Modified CAGE (m-CAGE) Questionnaire
Six hundred and forty-seven respondents completed the assessment tool. Nearly all respondents had wireless internet access in the operating room (611/96%) and wired or wireless access at the anaesthesia work station (604/95%). Fifteen percent reported that their institution had specific PED policies in place, while 51% did not know. One hundred and thirty-three (21%) reported at least two risks on the m-CAGE questionnaire. Of those with positive m-CAGE screens, most had positive responses to two questions (63%), 28% had three positive responses and 9% of all respondents answered ‘yes’ to all four CAGE questions. Nearly all respondents felt that the benefits of PED use somewhat outweigh the risks (average 2.43 ± 1.11 on a 5-point Likert scale).
This survey included the use of a modified CAGE questionnaire. The CAGE questionnaire was initially developed by Ewing over 50 years ago5 for use by primary care physicians as a convenient screening tool for alcohol addiction.

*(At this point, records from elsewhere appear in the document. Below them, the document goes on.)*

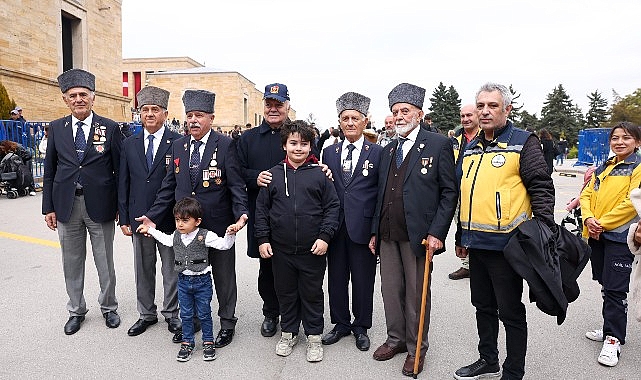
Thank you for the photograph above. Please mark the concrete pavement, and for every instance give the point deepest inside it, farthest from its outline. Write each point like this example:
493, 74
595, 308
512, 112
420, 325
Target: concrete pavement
33, 298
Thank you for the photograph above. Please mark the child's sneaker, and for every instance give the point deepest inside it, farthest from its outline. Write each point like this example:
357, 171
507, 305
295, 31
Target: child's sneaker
610, 352
285, 344
185, 352
209, 351
314, 348
595, 335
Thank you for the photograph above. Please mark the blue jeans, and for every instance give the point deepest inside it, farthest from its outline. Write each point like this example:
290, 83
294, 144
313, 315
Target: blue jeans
195, 291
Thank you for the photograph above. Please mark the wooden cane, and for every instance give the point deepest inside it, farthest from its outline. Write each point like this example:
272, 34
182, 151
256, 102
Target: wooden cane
426, 280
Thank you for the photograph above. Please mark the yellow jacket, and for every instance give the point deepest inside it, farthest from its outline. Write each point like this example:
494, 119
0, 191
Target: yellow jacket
607, 197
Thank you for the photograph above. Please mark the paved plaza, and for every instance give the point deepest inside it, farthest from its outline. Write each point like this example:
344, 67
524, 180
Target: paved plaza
33, 299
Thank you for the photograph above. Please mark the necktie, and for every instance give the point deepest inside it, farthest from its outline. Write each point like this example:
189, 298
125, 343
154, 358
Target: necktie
399, 152
80, 142
347, 172
150, 152
194, 162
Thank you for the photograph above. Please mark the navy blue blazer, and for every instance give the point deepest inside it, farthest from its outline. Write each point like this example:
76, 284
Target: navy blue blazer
358, 197
138, 186
99, 169
430, 196
223, 196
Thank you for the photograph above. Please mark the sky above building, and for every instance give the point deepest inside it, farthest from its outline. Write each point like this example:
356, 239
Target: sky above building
323, 49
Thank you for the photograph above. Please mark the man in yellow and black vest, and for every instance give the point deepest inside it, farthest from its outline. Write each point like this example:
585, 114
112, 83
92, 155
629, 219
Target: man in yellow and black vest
504, 183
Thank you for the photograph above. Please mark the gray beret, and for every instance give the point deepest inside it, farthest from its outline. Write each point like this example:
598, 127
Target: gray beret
352, 101
153, 95
407, 93
76, 78
199, 100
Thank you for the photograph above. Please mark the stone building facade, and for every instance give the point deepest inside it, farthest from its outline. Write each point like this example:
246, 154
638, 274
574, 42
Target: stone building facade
44, 38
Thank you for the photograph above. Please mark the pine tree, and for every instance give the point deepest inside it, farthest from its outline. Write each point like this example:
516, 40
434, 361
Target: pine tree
559, 115
598, 112
445, 106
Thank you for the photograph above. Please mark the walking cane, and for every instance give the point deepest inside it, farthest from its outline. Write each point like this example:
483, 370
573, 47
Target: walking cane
426, 279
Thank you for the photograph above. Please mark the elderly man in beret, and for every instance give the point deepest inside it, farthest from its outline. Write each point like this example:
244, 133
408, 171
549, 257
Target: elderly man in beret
417, 197
80, 194
204, 165
145, 161
357, 160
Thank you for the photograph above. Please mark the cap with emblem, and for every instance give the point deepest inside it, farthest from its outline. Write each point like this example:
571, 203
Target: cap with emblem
407, 93
276, 91
153, 95
199, 100
76, 78
352, 101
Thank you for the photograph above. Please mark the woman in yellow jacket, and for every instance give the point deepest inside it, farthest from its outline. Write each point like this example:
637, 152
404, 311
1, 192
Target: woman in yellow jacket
607, 214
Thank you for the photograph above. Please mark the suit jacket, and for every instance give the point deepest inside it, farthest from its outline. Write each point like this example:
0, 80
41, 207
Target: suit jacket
99, 169
358, 197
138, 186
430, 196
223, 196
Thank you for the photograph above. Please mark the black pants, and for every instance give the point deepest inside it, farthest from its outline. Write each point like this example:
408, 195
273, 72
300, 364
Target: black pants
298, 280
345, 260
266, 289
611, 266
496, 291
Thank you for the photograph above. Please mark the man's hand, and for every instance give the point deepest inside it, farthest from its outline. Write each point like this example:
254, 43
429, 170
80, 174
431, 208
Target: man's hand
145, 221
461, 252
265, 250
433, 245
264, 178
126, 229
51, 220
319, 247
327, 171
372, 244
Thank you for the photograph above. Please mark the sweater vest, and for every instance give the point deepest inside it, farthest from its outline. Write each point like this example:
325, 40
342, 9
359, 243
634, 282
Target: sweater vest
195, 251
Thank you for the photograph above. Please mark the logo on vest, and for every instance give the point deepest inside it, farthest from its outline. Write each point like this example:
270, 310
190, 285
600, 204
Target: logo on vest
498, 160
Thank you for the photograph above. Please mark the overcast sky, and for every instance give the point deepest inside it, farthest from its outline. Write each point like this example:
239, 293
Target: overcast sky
323, 49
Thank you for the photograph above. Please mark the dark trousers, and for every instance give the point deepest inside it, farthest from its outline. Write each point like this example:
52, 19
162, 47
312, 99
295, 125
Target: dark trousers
496, 291
298, 280
223, 270
347, 259
611, 266
266, 289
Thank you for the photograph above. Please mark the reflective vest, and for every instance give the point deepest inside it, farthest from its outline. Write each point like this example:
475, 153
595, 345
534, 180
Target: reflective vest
494, 200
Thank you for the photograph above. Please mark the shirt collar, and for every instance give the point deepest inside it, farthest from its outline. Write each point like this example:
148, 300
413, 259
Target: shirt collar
358, 144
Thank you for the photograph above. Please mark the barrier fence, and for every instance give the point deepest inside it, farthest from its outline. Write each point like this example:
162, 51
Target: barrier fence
30, 134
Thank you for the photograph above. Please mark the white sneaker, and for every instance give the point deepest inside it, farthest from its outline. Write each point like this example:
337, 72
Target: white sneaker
595, 335
610, 352
314, 348
285, 344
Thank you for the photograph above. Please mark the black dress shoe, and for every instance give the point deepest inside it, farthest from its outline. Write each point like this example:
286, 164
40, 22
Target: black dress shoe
224, 337
174, 325
362, 341
333, 336
112, 319
269, 327
141, 326
73, 324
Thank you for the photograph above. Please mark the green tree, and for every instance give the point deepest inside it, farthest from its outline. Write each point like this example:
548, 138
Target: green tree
598, 113
445, 106
559, 114
627, 108
6, 104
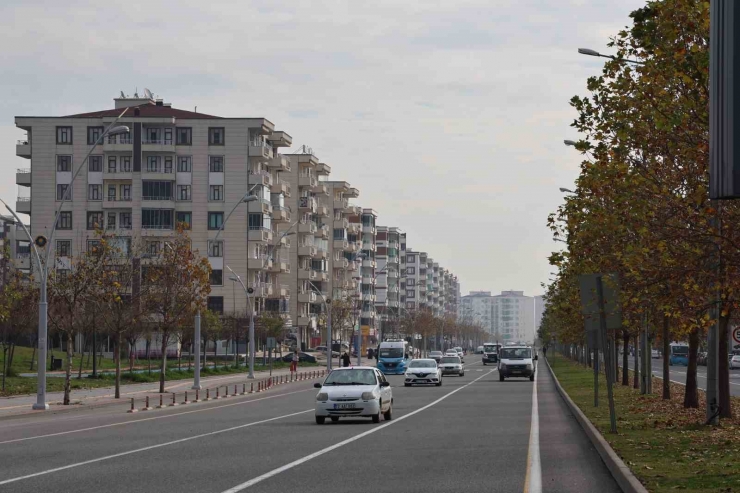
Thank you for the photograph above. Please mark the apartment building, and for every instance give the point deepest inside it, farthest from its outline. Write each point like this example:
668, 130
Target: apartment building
173, 167
514, 317
477, 307
388, 286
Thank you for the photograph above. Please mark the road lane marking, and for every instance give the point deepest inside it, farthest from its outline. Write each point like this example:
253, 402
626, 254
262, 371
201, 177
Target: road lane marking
326, 450
153, 418
151, 447
533, 478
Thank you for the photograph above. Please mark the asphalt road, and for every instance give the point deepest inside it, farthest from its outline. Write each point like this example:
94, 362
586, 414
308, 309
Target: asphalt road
678, 374
473, 433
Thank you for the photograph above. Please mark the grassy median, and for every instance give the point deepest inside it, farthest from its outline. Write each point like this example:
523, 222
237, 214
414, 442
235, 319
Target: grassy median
667, 447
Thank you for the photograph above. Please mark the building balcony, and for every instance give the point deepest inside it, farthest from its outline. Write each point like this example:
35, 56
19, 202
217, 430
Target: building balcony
307, 204
259, 233
23, 149
260, 263
119, 144
260, 178
279, 163
156, 145
308, 181
261, 150
280, 214
23, 205
309, 227
23, 177
307, 251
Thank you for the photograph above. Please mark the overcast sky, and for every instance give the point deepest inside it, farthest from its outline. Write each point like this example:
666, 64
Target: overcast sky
448, 116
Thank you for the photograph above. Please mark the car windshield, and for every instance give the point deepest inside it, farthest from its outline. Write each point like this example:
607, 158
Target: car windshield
351, 377
391, 352
423, 363
516, 353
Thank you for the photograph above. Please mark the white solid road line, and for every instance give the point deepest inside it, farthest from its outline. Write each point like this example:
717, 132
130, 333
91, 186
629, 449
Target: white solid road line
326, 450
153, 417
151, 447
533, 478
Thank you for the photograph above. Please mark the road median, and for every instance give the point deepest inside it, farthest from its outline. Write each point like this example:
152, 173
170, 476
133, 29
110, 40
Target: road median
666, 447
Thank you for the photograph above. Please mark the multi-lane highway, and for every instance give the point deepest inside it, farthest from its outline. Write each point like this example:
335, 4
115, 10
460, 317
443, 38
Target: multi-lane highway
473, 433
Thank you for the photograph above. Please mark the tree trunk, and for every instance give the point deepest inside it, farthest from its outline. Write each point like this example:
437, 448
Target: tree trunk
666, 359
691, 399
117, 356
164, 365
68, 370
725, 403
625, 358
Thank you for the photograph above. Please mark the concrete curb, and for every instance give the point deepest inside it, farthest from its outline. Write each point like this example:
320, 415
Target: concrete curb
622, 474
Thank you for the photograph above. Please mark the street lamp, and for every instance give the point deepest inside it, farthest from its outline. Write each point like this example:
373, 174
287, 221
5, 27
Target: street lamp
590, 52
41, 404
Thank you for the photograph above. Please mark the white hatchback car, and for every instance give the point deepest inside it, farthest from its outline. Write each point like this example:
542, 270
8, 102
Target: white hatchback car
360, 391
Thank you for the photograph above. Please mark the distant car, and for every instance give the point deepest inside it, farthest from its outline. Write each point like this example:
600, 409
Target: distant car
361, 391
302, 358
422, 371
452, 365
436, 355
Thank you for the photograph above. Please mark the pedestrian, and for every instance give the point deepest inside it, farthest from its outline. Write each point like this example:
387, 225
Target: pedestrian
294, 362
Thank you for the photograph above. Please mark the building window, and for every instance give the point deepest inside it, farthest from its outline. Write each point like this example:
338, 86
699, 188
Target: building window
216, 136
125, 220
64, 163
216, 164
183, 192
216, 304
215, 220
186, 219
65, 220
156, 190
156, 218
216, 248
216, 193
184, 136
64, 248
93, 135
95, 192
94, 220
95, 164
111, 222
184, 164
61, 191
64, 135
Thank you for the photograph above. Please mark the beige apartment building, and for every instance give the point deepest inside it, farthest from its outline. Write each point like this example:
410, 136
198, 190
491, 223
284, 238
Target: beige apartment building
173, 167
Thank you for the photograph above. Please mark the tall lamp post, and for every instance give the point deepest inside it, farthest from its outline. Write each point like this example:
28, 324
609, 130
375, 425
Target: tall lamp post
43, 267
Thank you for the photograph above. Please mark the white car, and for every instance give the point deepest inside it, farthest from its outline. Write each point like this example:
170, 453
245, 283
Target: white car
452, 365
361, 391
422, 371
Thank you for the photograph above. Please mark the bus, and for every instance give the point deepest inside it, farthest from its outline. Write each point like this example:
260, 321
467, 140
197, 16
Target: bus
679, 354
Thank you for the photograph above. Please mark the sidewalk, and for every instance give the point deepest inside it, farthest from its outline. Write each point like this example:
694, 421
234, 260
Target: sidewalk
104, 396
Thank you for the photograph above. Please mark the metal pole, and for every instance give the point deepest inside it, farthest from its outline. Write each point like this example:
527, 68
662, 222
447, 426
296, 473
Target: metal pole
196, 336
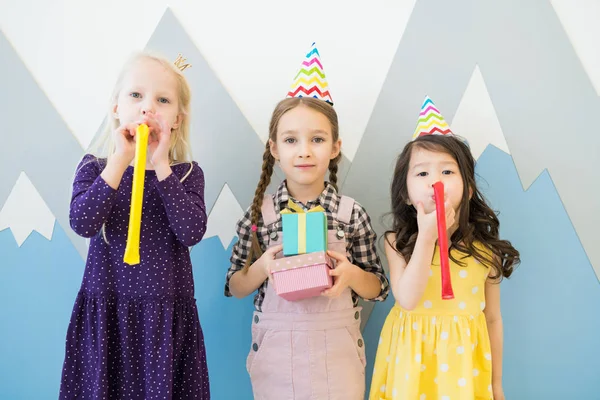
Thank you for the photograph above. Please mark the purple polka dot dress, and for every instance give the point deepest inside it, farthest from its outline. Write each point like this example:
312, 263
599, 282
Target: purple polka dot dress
134, 332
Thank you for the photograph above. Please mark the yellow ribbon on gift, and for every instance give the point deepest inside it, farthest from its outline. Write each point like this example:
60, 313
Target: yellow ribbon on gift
294, 208
132, 249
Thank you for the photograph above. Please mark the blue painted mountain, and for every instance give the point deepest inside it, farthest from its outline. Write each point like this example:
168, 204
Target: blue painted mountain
38, 285
549, 305
226, 322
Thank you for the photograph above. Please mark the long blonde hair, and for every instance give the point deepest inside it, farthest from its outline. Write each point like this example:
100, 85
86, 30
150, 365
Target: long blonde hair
180, 150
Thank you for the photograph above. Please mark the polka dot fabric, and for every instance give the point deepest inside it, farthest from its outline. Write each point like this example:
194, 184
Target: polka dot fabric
134, 331
441, 349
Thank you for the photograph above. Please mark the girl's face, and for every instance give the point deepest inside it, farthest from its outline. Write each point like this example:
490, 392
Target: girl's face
148, 89
428, 167
304, 146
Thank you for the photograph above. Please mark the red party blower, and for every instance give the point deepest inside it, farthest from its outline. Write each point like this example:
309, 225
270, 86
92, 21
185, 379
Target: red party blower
440, 211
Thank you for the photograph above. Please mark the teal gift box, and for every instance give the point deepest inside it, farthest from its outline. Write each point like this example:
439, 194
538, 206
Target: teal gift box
303, 231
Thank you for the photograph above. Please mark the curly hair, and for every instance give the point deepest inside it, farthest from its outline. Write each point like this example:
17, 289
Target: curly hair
477, 222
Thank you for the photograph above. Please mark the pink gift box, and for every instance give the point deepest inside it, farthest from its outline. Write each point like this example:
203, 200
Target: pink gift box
302, 276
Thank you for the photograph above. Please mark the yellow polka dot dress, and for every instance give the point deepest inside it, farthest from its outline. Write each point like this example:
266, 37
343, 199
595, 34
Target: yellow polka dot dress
441, 349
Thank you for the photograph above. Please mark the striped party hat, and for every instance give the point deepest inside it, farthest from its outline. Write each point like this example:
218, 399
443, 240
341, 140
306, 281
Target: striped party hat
310, 80
431, 121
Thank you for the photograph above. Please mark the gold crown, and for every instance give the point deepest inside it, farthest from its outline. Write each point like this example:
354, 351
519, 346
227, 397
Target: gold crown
180, 63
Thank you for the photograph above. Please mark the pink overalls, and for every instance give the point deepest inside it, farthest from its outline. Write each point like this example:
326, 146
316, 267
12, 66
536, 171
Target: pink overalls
312, 348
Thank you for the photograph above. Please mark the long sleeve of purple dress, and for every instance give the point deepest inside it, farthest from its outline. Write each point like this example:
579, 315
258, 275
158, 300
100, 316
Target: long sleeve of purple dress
92, 198
184, 202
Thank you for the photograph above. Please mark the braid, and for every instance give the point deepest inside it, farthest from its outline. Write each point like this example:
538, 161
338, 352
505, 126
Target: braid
333, 167
263, 183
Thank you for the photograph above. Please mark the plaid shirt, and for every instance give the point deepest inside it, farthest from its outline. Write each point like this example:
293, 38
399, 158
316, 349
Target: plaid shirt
361, 246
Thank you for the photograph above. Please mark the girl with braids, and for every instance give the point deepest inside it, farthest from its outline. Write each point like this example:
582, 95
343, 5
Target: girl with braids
311, 348
432, 348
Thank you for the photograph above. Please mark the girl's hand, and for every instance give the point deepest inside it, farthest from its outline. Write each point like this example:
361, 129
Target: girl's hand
159, 141
498, 392
124, 138
428, 222
265, 262
343, 274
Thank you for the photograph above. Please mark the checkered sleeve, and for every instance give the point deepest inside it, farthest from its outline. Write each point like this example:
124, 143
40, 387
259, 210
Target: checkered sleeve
241, 249
364, 250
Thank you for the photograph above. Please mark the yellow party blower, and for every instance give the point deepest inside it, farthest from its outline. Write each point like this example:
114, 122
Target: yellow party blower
132, 250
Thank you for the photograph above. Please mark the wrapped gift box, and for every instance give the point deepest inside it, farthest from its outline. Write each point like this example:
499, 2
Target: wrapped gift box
303, 231
302, 276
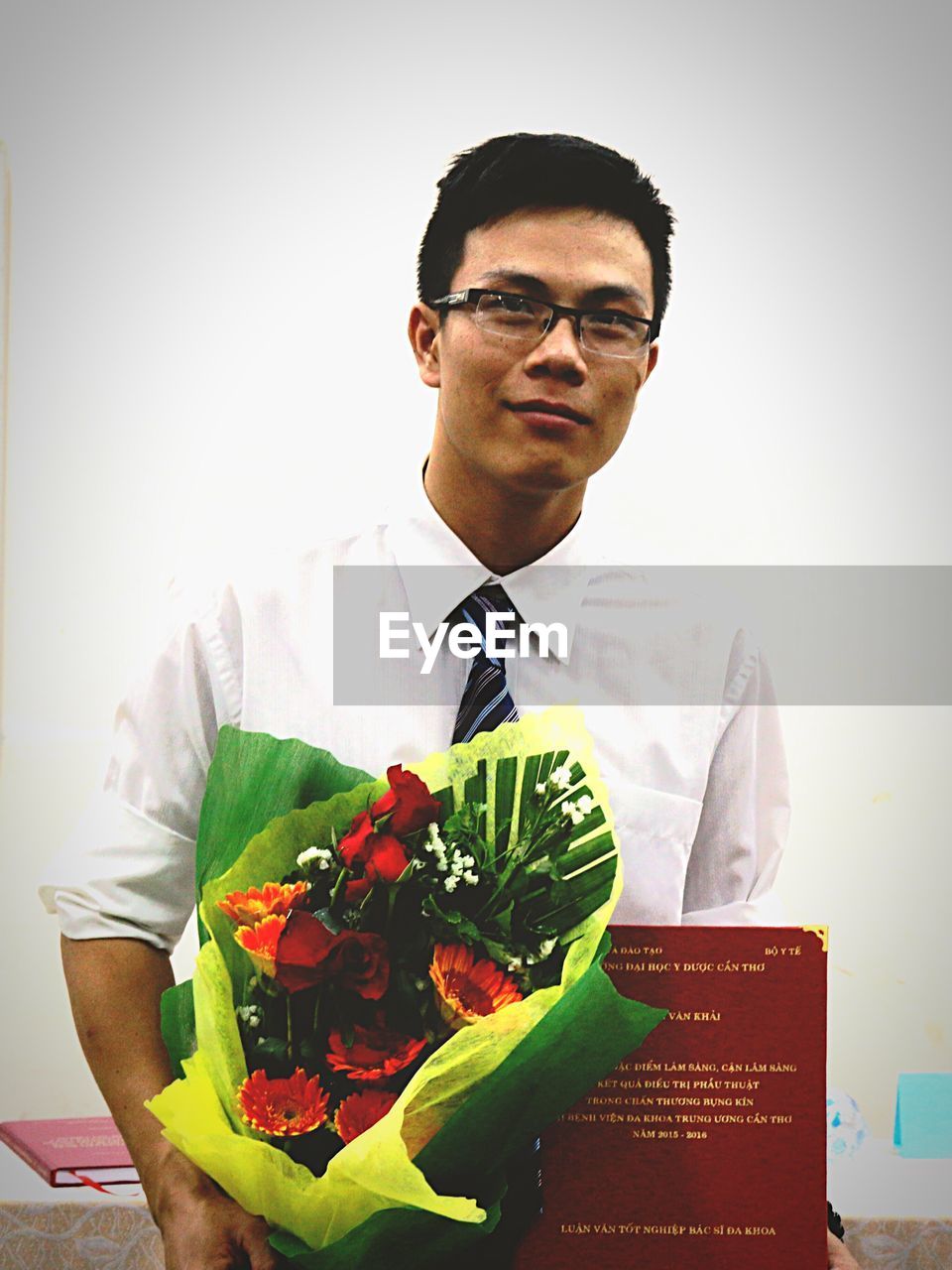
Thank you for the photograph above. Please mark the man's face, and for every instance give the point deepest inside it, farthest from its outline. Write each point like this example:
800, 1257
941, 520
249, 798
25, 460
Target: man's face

The questionnaire has since been validated several times in different populations and has been used to screen for drug use, gambling, tanning and other compulsive behaviours.7 Since 2013, a group at the University of Rochester has used a modified version of the questionnaire to help educate professional groups on addiction to PEDs.6 By using the University of Rochester m-CAGE CAGE (m-CAGE) questionnaire to screen for PED addiction, we hoped to identify an at-risk segment of the anaesthesia provider population and use our findings to make recommendations for appropriate intraoperative PED use.
Our findings suggest that a significant proportion of surveyed providers self-report m-CAGE answers suggestive of addictive behaviour. The near-pervasiveness of wireless signal in the operating theatre, coupled with the pervasiveness of PEDs in general, allows for rapid availability of medical information unlike any other time in history.